I am trying to insert data coming from a remote CSV file in MongoDB (using Mongoose). I would like to do so in bulk inserts of 100 items at a time.
Here's my code:
import csv from 'csv-parser'
import fetch from 'node-fetch'
import { Product } from '../models/Product'
export async function handleCSVProcessing(targetCsv: string) {
const batchSize = 100
try {
const response = await fetch(targetCsv, {
method: 'get',
headers: {
'content-type': 'text/csv;charset=UTF-8',
}
})
if (!response || !response.ok || !response.body) {
throw new Error(`Failed to fetch CSV file: ${response.statusText}`)
}
const productsToUpsert: any[] = []
response.body
.pipe(csv())
.on('data', async (row: any) => {
productsToUpsert.push({
// logic not relevant to the question here
})
if (productsToUpsert.length >= batchSize) {
console.log('productsToUpsert.length: ' + productsToUpsert.length) // this keeps growing after 100! 101, 102, 103...

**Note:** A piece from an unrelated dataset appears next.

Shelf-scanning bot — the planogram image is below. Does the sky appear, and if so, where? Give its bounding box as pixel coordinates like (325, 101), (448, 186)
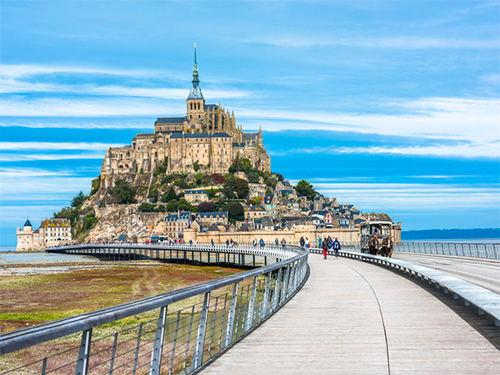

await Product.bulkWrite(productsToUpsert);
productsToUpsert.length = 0 // theoretically this should empty the array but it doesn't
}
})
.on('end', async () => {
if (productsToUpsert.length > 0) {
await Product.bulkWrite(productsToUpsert);
}
})
.on('error', (error: any) => {
console.error('Error processing CSV:', error);
});
} catch (error) {
console.error('Error fetching CSV:', error);
}
}
I would expect that, once 100 items have been added to productsToUpsert
, those are inserted in the DB, the array gets emptied and then it starts over until it's filled with 100 items again (the CSV file has thousands of rows).
However, my console.log
shows me that the length of the array continues to grow after 100.
What am I doing wrong here? I also tried switching to using let
instead of const
and then doing productsToUpsert = []
but the result is still the same.
Could it be that I am handling the async
and await
stuff incorrectly and somehow the array grows while something else is happening (IE the DB insert)? Or maybe I'm handling the stream wrong.
.pipe()
and.on()
allow me to read the rows in the CSV one by one, so I was assuming it was some sort of "normal" foreach loop iterating over them. If you have any suggestion about what I'm doing wrong, please go ahead and enlighten me instead of posting some snide comment that basically says "RTFM".